Strauss has developed strategic partnerships with Danone, PepsiCo, Haier, São Miguel and Virgin, for the sale of dairy, coffee, water, dips and spreads. The partnership with PepsiCo also created the US-based Sabra Dipping Company, since 2009 the largest hummus manufacturer worldwide.

Since 2011, Strauss has been Chair of the Israel-America Chamber of Commerce. Strauss' field of food technology is a significant issue in the Chamber's work.

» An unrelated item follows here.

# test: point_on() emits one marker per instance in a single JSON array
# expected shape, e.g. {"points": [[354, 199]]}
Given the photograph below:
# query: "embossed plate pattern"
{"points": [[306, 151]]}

==Philanthropic activities==
- Strauss is President of the Israeli NGO Jasmine, promoting Jewish and Arab Israeli women's entrepreneurship. The 2016 Israeli Knesset Parliament Speakers` Quality of Life Prize was awarded to Jasmine for its work on promoting a respectful and tolerant society.
- In 2008 Strauss launched,(with the Israel's Women Network) the Israeli Catalyst census of women in corporate/public company boards– taking after the global Catalyst organization.
- She is a member of the ICWBL International Council on Women's Business Leadership.
- Former chair of WIZO (Women's International Zionist Organization) fundraising.
- She founded a scholarship program named after Hilda Strauss, her grandmother and co-founder of the family business.
- Strauss is a board member of HESEG, the Israeli Foundation for Former Lone Soldiers who came from the diaspora with their families and now live and work in Israel.
- She is a board member of the Taub Center for social policy studies in Israel research of social policy in Israel.
- During the 2000s Strauss was chair of the public council of the "Together at Home" project for integration and absorption of newcomer Ethiopian Jews in Israel with the Jewish Agency, as well as being the public chair of the Amez Lohem project
- She was Chair of the Israeli MAALA CSR and Corporate Governance Forum

== Awards and recognition ==
- Laureate of the Israeli Industry Prize of the Manufacturers' Association of Israel, food category in 2000
- In 2005, Fortune Magazine listed Strauss 42nd in its list of "Fortune Most Powerful Women Entrepreneurs". She appeared on the bottom of the "Fortune Global Power 50" between 2003 and 2008.
- In 2009–2010, the Financial Times ranked her 12th and 16th in the list of 50 leading women in the business world.

== Personal life ==
Strauss is a mother of four: Michaela, a photographer; Tom, co-founder of design start-up Tailor Brands; and Jasmine are her three children from her first marriage to Dan Lahat. Daniel is her daughter from her second marriage to Adi Keizman.